Making Sense of Linked Data with Python
This is a guest post by my colleague Jeff Mixter in OCLC Research who works regularly with linked data using Python.
Introduction
Continuing the series on consuming linked data, this post will focus on how to use Python to load, parse and traverse RDF data. As with the “Server-Side Linked Data Consumption with Ruby” post, we will go over three basic tasks for consuming RDF with Python.
- Fetching the data
- Parsing the data returned into a graph
- Traversing the graph to display the data
To get started, you will need to download and install some Python modules. While there are several Python modules for working with RDF data, this post will focus on two. The first module is called RDFLib (https://github.com/RDFLib/rdflib), and it supports the fundamental functions required for loading, parsing and traversing RDF data. The second module is called RDFLib JSON-LD (https://github.com/RDFLib/rdflib-jsonld), and it adds the ability to parse and serialize RDF data as JSON-LD. JSON-LD is a popular serialization for use in web development and is also gaining traction as a serialization that search engines can consume.

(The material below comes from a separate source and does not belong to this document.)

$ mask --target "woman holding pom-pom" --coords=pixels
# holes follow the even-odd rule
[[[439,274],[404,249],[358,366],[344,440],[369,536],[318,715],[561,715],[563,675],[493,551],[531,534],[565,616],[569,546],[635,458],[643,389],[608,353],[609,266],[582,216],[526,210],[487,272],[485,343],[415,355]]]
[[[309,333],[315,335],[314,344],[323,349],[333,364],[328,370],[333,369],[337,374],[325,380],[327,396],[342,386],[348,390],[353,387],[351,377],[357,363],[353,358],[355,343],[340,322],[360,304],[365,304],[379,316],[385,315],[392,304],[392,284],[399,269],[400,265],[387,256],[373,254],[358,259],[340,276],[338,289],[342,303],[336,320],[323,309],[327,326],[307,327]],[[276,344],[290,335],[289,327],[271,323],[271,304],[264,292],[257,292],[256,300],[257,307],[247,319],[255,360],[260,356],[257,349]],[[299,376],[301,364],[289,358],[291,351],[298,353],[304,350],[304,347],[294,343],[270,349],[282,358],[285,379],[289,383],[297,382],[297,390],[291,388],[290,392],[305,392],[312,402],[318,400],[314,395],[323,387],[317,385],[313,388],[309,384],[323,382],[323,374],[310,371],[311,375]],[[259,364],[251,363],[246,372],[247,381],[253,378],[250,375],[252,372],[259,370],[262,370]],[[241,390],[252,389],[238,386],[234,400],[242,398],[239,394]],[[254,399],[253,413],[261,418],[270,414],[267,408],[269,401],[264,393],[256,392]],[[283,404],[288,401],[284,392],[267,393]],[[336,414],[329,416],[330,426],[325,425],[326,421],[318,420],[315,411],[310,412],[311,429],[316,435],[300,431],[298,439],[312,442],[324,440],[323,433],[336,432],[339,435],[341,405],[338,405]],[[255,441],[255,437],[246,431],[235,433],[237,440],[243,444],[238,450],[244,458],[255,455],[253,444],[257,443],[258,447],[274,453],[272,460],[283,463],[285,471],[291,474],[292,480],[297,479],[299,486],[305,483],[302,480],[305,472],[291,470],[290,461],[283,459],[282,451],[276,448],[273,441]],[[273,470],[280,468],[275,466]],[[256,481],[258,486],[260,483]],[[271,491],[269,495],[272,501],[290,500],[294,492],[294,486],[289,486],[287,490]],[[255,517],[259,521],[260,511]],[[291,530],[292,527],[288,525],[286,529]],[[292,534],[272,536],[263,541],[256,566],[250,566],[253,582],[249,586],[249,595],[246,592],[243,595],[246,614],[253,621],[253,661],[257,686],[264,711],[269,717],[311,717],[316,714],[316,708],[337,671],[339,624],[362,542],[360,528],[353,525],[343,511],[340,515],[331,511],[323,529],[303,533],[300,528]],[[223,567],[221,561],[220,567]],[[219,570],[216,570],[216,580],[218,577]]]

To install these modules, you can download the GitHub code and manually install them by navigating to the download directory and entering the command:
python setup.py install
Or, if you have PIP (https://pypi.python.org/pypi/pip) installed, you can just enter the following commands:
pip install rdflib pip install rdflib-jsonld
Please note that you will need to install RDFLib before installing RDFLib JSON-LD. Once these two modules are installed, you are ready to start working with RDF data.
Fetching Data
There are three common scenarios for obtaining RDF data to work with in Python. Either,
- you have an RDF file on your local computer that you will read in your Python script,
- your Python code will retrieve RDF data from the web,
- or your Python code can create its own RDF data to load and parse.
In following with the previous Ruby blog post, we will work with the second option and retrieve our RDF data from the web.
Next, we need to decide which serialization to work with. RDF data can be serialized in a variety of ways, including as N-Triples, Turtle, RDF/XML and JSON-LD. Python makes handling this variety easy, as the combination of the RDFLib and RDFLib JSON-LD modules provide support for them all.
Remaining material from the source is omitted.